Maybe I’m too stupid, but pytorch is a much easier tool to use compared to tensorflow.

I wrote a prototype of image captioning model using pytorch in two days. The link is here.

For pytorch, you don’t need to think about each node to be a operation in the graph. And you don’t need to use tf.cond, tf.while, … to build your graph. In pytorch, every things is what it is. You can print out the value of the variable after you compute it. You can use a normal while loop; you can use a normal if statement. Everything is the same as what was in original python.

The pytorch is also a computational graph system, however, it only exists in the backend.

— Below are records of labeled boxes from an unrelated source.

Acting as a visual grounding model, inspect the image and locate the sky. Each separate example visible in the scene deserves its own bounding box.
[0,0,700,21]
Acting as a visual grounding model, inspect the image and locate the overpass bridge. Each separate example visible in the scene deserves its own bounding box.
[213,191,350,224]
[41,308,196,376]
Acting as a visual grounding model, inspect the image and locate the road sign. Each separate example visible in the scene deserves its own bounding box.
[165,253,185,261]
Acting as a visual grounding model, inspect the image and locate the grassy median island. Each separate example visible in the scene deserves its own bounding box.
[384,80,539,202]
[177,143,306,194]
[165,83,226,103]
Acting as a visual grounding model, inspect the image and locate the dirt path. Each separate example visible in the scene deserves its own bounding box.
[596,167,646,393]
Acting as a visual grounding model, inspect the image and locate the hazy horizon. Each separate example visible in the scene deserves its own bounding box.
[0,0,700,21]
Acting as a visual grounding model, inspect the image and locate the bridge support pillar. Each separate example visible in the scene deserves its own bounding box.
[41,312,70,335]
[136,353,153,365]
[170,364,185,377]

The way they build the graph is, build the graph when they are executing: the while loop was not in the graph until the loop is run.

One big advantage of pytorch is you can easily run some code which is not in the graph. For tensorflow, you’d better put every calculation in the graph, so that you could have them run in c++ and cuda. The more you want to put in the graph, the uglier the code would be. The seperation between the tensorflow session and python makes people so unpleasant. However, in pytorch, you can use the algorithm written for cudatensor just under python.

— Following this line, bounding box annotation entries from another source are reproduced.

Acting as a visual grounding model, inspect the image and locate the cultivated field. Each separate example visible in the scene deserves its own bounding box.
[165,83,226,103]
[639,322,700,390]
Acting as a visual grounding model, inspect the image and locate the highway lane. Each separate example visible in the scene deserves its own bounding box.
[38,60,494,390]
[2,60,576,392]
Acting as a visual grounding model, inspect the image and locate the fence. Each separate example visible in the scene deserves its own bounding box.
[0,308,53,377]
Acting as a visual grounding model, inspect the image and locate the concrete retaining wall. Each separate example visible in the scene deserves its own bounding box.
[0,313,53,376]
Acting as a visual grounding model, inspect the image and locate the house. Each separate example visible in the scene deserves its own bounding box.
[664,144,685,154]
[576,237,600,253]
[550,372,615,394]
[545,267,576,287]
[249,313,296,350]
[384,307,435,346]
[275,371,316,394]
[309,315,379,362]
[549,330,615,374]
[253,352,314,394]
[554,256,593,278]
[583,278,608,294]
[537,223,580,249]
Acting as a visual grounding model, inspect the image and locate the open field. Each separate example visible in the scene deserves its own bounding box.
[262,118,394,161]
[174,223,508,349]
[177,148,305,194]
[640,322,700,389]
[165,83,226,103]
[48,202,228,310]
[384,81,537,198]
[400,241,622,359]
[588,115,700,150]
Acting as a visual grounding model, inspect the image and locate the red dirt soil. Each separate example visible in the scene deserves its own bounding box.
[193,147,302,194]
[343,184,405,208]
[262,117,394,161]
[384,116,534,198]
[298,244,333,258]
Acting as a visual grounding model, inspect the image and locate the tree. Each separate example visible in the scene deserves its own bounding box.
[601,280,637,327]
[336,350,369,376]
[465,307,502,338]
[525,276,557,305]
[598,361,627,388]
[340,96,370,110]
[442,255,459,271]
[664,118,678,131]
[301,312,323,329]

(Think of beam search, the current way people does it, is to send it back and forth into the session, which is so inconvenient.)

Up to now, I’m using someone’s vgg and resnet code for my project. The tensorflow provides official model zoo, however, they don’t provide the example code to use it, and stupid me can’t make the official one to work…… However in pytorch, loading a pretrained model is only one line!

The former are mostly my complaints about tensorflow. Tensorflow is definitely good, and computational graph could be much faster if optimized well (which is not true in tf now). But it’s definitely not a good tool for researchers, because it’s to complicated for building prototypes. However, pytorch, even torch is more friendly for research.

Here is some experience of my experience using pytorch:

If you want something in your graph, make it a Variable. If you want it to be some constant (relative to the graph), you could do these calculation using torch.Tensor.
If you want to do stop_gradient of v, you can use v.detach() or do Variable(v.data), detach doesn’t work well now, but the later one means you create a new Variable using the data of v. The new variable is not connected to the previous v.
Or, you could use Variable(xxx, requires_grad=False) when you build the variable, for example, like input variable. But it could only be used if you are creating the variable. The immediate variable can only be detached using the previous way.
If you run forward multiple times(like during inference), but no backward, all the immediate states would be saved, and won’t be overwritten. So if you don’t do anything, you will get ‘out of memory’ (true story). The first thing is to detach all the variables using the previous two methods. The states won’t be saved if they are needed to calculate the gradient of variables. The second method, is you can use volatile option of Variable. if volatile is true, then the states won’t be saved. A good property of volatile is, it is ‘contaiminated’. If any input of the operation is volatile, then the output variable is also volatile. It’s useful when you want to do inference. You can forget all the states without doing anything to the origina ‘graph’, just let the input variable be volatile.
If you don’t backward, the states would all be saved. However, once you do backward, all the immediate states would be removed. If you still want the states, for example, to do another backward, you can use retain_variables=True in the option of backward.

Note: the states here has general meanings. For example, for a fully connected layer, if you want the gradient of W, the input tensor has to be saved. However, if you only want to do inference, the input tensor could be thrown. This is the difference of saving the states and not.

In the end, all these above are my own opinions. I could be very short-sighted. I think although pytorch is still in beta version, it’s very promising, at least I think in academia.